Clark, who suffered a stroke in 2004, struggled with his speech but was determined and courageous to stand in front of not only the attendees at the Shrine Auditorium but millions watching at home. It was fitting that Simon Cowell, whose taste on the music scene today as a judge on “American Idol” can make or break a career, was able to introduce him.
But what executive thought following Clark’s speech with Barry Manilow singing the “American Bandstand” theme was a good idea?
Granted, if this was 1978, Manilow would be a rock-solid choice. Despite the fact that Manilow sells out the showroom at the Las Vegas Hilton, the Brooklyn-born pop artist didn’t do Clark any favors — and it was five minutes of the broadcast that could’ve been used for something far more entertaining.
As for Spelling, after a series of clips it seemed a touching idea to bring out the original “Charlie’s Angels” — until you actually saw them. To put it mildly, Farrah Fawcett hasn’t aged well and, following her famed appearance on David Letterman’s CBS show a while ago in which she was incoherent and disengaged from conversation, she doesn’t do herself any favors by speaking in front of crowds, either.
Kate Jackson spoke first but seemed to ramble on and on, when fewer sentences would’ve have given more impact. Save for Jaclyn Smith, who looks like she could star in a new version “Angels” again tomorrow, Spelling’s legacy wasn’t well-served here and those in the audience not old enough to remember shows such as “Love Boat,” “The Mod Squad” and “Starsky and Hutch” will not realize what an impact he had on TV. ABC wasn’t known as Aaron’s Broadcasting Company for nothing.
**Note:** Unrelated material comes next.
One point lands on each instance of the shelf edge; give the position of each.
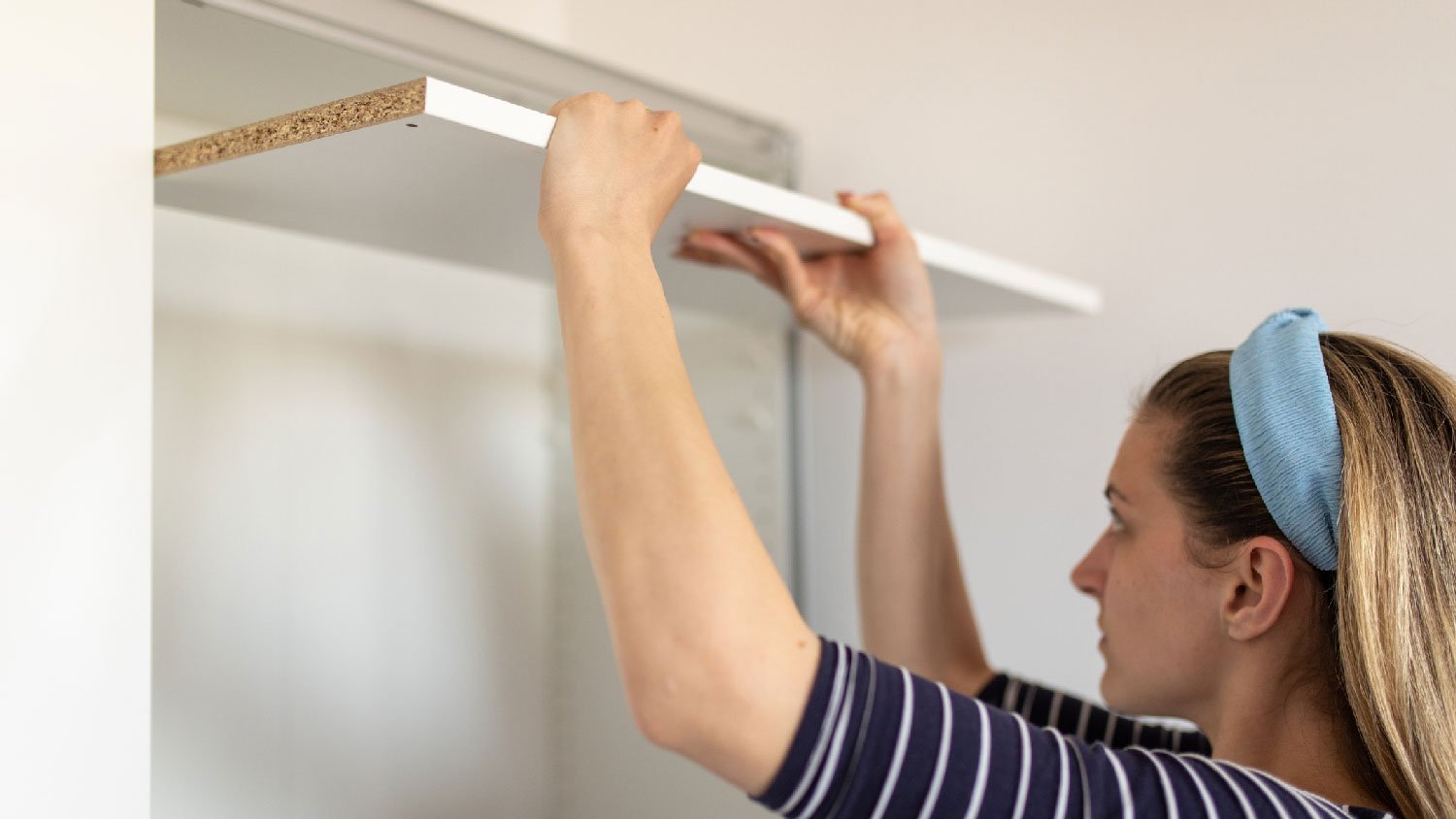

Somehow, “Amazing Race” continues to dominate the reality category, winning for the fourth straight year. “American Idol” may be the juggernaut when it comes to ratings, but Emmy voters aren’t swept up by the phenomenon.
Mariska Hargitay (“Law & Order: Special Victims Unit”) and Julia-Louis Dreyfus were solid choices in the drama and comedy actress categories while HBO, surprising absolutely no one, dominated the movies with “Elizabeth” and “The Girl in the Café.”
Credit director Louis Horvitz with not allowing the broadcast to go past its allotted three-hour timeslot — and letting Bob Newhart, who was kiddingly threatened with being suffocated to death if the show went long, to live another day.
As for winners and losers, call “24” the people’s champion and “Grey’s Anatomy” the series that still has to earn its stripes with the Academy.
For Fox’s sake, lets hope Jack Bauer doesn’t end up with a brain injury and Dr. McDreamy as his physician, with scalpel in hand.